Reggio Calabria

Assolto dopo 22 anni
e risarcito con 6,5 mln

Un muratore accusato ingiustamente di aver partecipato, nel 1976, alla strage dei due carabinieri nella caserma di Alcamo Marina, nel Trapanese. La decisione è stata adottata dai giudici della Corte d'appello calabrese

tribunale generico

Ha trascorso ingiustamente 22 anni in carcere con l'accusa, poi caduta, di aver partecipato alla strage dei due carabinieri nella caserma di Alcamo Marina (Tp) nel 1976, sarà risarcito con 6,5 milioni di euro dal ministero dell'Economia.
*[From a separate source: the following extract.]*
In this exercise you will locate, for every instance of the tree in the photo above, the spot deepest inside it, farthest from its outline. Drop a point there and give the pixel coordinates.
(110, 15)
Lo ha stabilito la corte d'appello di Reggio Calabria per Giuseppe Gulotta, ora fa il muratore a Certaldo (Fi), assolto nel 2012 nel processo di revisione a 36 anni dall'arresto. La richiesta fatta dall'uomo, attraverso il suo legale Pardo Cellini, ammontava a 56 milioni di euro. "Stiamo valutando un ricorso in Cassazione - spiega l'avvocato Cellini - Se da un lato siamo soddisfatti perché con la decisione dei giudici di Reggio Calabria finisce questo lungo percorso, dall'altro non ci soddisfa che sia stato riconosciuto un indennizzo e non un risarcimento" di quanto patito da Gulotta che quando fu arrestato aveva 18 anni. (AA)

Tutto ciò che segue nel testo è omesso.